Sleeper Agent: Scalable Hidden Trigger Backdoors for Neural Networks
Trained from Scratch
- URL: http://arxiv.org/abs/2106.08970v1
- Date: Wed, 16 Jun 2021 17:09:55 GMT
- Title: Sleeper Agent: Scalable Hidden Trigger Backdoors for Neural Networks
Trained from Scratch
- Authors: Hossein Souri, Micah Goldblum, Liam Fowl, Rama Chellappa, Tom
Goldstein
- Abstract summary: Backdoor attackers tamper with training data to embed a vulnerability in models that are trained on that data.

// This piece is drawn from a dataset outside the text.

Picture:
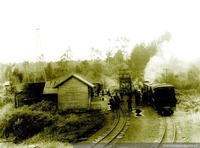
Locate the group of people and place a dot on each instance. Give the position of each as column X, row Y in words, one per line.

This vulnerability is then activated at inference time by placing a "trigger" into the model's input.
We develop a new hidden trigger attack, Sleeper Agent, which employs gradient matching, data selection, and target model re-training during the crafting process.
- Score: 99.90716010490625
- License: http://creativecommons.org/licenses/by/4.0/
- Abstract: As the curation of data for machine learning becomes increasingly automated,
dataset tampering is a mounting threat. Backdoor attackers tamper with training
data to embed a vulnerability in models that are trained on that data. This
vulnerability is then activated at inference time by placing a "trigger" into
the model's input. Typical backdoor attacks insert the trigger directly into
the training data, although the presence of such an attack may be visible upon
inspection. In contrast, the Hidden Trigger Backdoor Attack achieves poisoning
without placing a trigger into the training data at all. However, this hidden
trigger attack is ineffective at poisoning neural networks trained from
scratch. We develop a new hidden trigger attack, Sleeper Agent, which employs
gradient matching, data selection, and target model re-training during the
crafting process. Sleeper Agent is the first hidden trigger backdoor attack to
be effective against neural networks trained from scratch. We demonstrate its
effectiveness on ImageNet and in black-box settings. Our implementation code
can be found at https://github.com/hsouri/Sleeper-Agent.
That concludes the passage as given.